Не поворачивая головы, Гордон спросил профессора:

– О чем поют эти дети с фонариками?

Профессор сидел у шахматного столика, удовлетворенно глядя на учиненный им противнику разгром. В его кожаном портфеле лежали два бутерброда, которые он захватил из дому, и две пачки сигарет – двухнедельное жалованье за уроки немецкого языка Гордону Миддлтону. Сигареты он отдаст своему сыну, когда поедет навестить его в Нюрнберг. Ему придется опять выправлять себе разрешение на приезд. В конце концов, если великие мира сего могут иметь посетителей, чем его сын хуже?

– Они поют песенку об октябрьском празднике, – сказал профессор задумчиво. – О том, что ночи становятся длиннее.

– А почему фонарики? – спросил Гордон.

– Сам не знаю, это какой-то древний обычай.

Чтобы освещать путь. – Профессор подавил раздражение. Ему хотелось призвать этого американца вернуться к игре и довершить бойню. Но, хотя американец никогда не вел себя как победитель, профессор ни на мгновение не забывал, что он побежденный, и в глубине души таил затаенный стыд за собственного сына.

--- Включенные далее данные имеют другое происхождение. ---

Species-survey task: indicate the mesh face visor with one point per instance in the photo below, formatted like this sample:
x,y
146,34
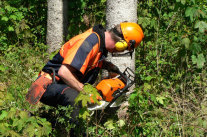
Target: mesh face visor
x,y
118,33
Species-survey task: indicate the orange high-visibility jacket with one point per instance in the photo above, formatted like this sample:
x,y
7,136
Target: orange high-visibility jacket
x,y
83,52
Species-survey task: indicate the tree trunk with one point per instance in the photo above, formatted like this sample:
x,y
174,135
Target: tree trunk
x,y
119,11
56,23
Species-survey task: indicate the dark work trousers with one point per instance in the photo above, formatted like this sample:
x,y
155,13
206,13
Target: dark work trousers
x,y
61,94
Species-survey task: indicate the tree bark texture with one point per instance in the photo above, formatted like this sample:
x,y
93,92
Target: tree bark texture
x,y
56,23
119,11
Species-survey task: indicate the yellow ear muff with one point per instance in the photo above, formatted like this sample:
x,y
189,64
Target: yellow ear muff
x,y
121,45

Гордон Миддлтон открыл окно, и в комнату, наполнив ее кристально чистым звоном и свежестью, словно октябрьский ветер воспарив над улицей, ворвалась песня. Он слушал внимательно, пытаясь применить свои новые познания в немецком, что ему удалось без труда: дети пели четко выговаривая простые слова. Они пели:

Brenne aufmein Licht,

Brenne auf mein Licht,

Aber nur meine Liebe lanteme nicht.[4]


– Как будто у их родителей нет более существенных вещей, чем клеить для них эти фонарики, – сказал Гордон, разобрав слова песни.

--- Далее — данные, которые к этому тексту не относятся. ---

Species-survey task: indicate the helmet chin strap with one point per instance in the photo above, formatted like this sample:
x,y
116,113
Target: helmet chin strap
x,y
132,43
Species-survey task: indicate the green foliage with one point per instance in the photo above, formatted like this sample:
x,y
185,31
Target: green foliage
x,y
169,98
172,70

Da oben leuchten die Sterne,

Hier unten leuchten wir.[5]

И потом на длинной ноте веселый припев, который в сумерках звучал довольно печально:

Mein Licht ist aus, wir geh nach Haus

Und kommen morgen wieder.[6]

Гордон Миддлтон увидел, как по Курфюрстеналлее Моска идет сквозь гущу фонариков и толпу поющих детей.

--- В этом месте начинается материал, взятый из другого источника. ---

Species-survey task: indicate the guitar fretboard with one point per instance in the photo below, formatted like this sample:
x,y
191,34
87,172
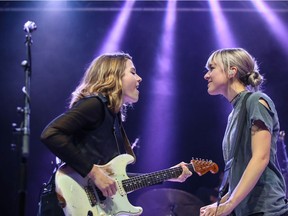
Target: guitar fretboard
x,y
153,178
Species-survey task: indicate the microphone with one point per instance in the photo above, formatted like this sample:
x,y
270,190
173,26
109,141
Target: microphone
x,y
29,27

– Идет мой приятель, – сказал Гордон профессору.

Гордон подошел к шахматному столику и указательным пальцем повалил своего короля.

Профессор улыбнулся и вежливо сказал:

– У вас была возможность выиграть.

Профессор побаивался всех молодых людей – суровых, грубоватых немецких парней, у которых за плечами были годы войны и поражение, но еще больше этих вечно пьяных молодых американцев, которые могут без лишних слов убить, просто по пьянке, зная, что им за это ничего не будет. Но друзья этого Миддлтона, конечно же, не опасны.

В этом его убедил сам герр Миддлтон, и сам герр Миддлтон действовал на профессора успокаивающе. Он был своеобразной карикатурой на янки – с этим его длинным, неловким, плохо склеенным туловищем, выдающимся кадыком, длинным костистым носом и квадратным ртом. Он некогда учительствовал в небольшом городке в Новой Англии. Профессор подавил улыбку, думая про себя, как в прошлом эти жалкие провинциальные учителя пресмыкались перед герром профессором, а теперь его титул и ученость ничего не значат. Пресмыкаться приходится ему.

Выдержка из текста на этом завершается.